Maturità agli sgoccioli. Ma anche sulle maturità è calato il bavaglio. In tempi normali, quando cioè l’amministrazione scolastica era un po’ più limpida, già si sapeva attraverso i giornali come stava andando. Perché i provveditorati facevano a gare per dare informazioni sui risultati. Un piccolo segno di efficienza, che in alcuni casi diventava addirittura grande dimestichezza coi sistemi informatici. Il caso più esemplare era quello di Brescia dove, in collaborazione con la Provincia, il provveditorato metteva in rete tutti i dati possibili e immaginabili per documentare la situazione di quelle scuole. E per la maturità, appunto, si avevano in tempo reale, giorno per giorno, tutti i risultati raggiunti dai candidati, i voti conseguiti, addirittura i loro commenti sulle prove.
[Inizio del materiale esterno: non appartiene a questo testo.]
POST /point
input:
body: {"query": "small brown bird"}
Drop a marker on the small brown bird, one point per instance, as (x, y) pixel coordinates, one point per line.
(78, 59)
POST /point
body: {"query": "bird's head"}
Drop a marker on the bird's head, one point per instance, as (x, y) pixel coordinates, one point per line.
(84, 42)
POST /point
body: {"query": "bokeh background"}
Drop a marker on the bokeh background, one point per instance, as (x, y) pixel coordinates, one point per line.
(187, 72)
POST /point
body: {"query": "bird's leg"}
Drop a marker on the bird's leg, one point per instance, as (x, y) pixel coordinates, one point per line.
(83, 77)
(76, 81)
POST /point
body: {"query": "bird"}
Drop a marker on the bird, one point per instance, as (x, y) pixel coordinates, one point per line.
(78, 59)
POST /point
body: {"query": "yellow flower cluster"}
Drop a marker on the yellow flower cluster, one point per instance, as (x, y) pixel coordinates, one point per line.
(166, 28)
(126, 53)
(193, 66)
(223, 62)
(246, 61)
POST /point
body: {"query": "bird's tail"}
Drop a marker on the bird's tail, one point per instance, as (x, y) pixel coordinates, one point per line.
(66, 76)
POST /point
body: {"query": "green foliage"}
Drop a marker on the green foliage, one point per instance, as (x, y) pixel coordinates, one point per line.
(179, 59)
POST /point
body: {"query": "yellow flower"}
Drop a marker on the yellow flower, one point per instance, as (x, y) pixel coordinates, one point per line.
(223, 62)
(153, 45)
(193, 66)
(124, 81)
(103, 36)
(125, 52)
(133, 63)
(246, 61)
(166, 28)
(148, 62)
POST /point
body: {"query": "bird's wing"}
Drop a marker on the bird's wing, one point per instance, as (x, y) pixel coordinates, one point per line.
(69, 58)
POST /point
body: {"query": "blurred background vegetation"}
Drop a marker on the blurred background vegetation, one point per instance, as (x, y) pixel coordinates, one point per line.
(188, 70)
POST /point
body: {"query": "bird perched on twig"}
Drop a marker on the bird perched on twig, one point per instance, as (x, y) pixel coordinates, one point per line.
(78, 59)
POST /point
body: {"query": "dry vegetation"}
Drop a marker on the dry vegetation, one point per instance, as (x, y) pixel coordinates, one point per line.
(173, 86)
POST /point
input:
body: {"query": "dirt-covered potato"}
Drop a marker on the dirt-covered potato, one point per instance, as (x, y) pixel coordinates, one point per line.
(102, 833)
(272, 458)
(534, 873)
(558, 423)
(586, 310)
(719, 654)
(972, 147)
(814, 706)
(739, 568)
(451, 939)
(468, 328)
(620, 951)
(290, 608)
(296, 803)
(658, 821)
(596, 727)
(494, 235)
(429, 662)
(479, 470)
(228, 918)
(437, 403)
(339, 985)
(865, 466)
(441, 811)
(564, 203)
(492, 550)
Appena arrivata al ministero la bresciana Maria Stella Gelmini invece di fare tesoro della stupenda esperienza realizzata nella sua terra, aveva immediatamente imposto l’oscuramento del sistema. Inutile chiedere informazioni alle direzioni scolastiche regionali. “Il ministro – si spiegava – i dati li vuole dare lei. Del resto le commissioni, appena terminate le prove, trasmettono direttamente al ministero gli esiti dei candidati”. Sta di fatto che, in Lombardia ad esempio, ancora oggi non si conoscono i risultati della maturità 2009. Una situazione nella quale si cancella anche quel poco di trasparenza esistente, per dar modo al ministro di dare i suoi numeri. Ma come? Di tanto intanto la Gelmini in effetti annuncia: “Scuola più severa”. E via con un po’ di dati su bocciature o non ammissioni. Per lo più dei campioni di dati, senza mai indicare come quei campioni vengono stabiliti. Quindi di per sé informazioni non attendibili.

E per un ministro che ad ogni piè sospinto proclama che del merito fa il suo massimo obiettivo, questo non è certo un bel segnale. In queste condizioni si annulla, ad esempio, la possibilità di verificare la diversità degli esiti tra i candidati cosiddetti interni statali da quelli delle paritarie. Tanto meno si conosce la sorte dei candidati privatisti. Tener nascosti questi dati significa evitare il controllo sui diplomifici. Perché anche quest’anno il fenomeno di chi cerca un diploma a pagamento non è certo svanito. Senza dati tutto resta coperto. Ma forse non è il merito quel che effettivamente importa a Maria Stella Gelmini. Basta ricordare un episodio avvenuto appena entrata in carica. Sua sorella, una maestra del bresciano, si era lasciata intervistare. Un’intervista che doveva essere pubblicata con una foto di famiglia, col ministro preoccupata che l’immagine fosse adeguata. Passarono dieci giorni per avere l’ok alla pubblicazione. Per una questione, appunto, di immagine. L’immagine è quello che conta per il ministro, non la trasparenza del suo operato.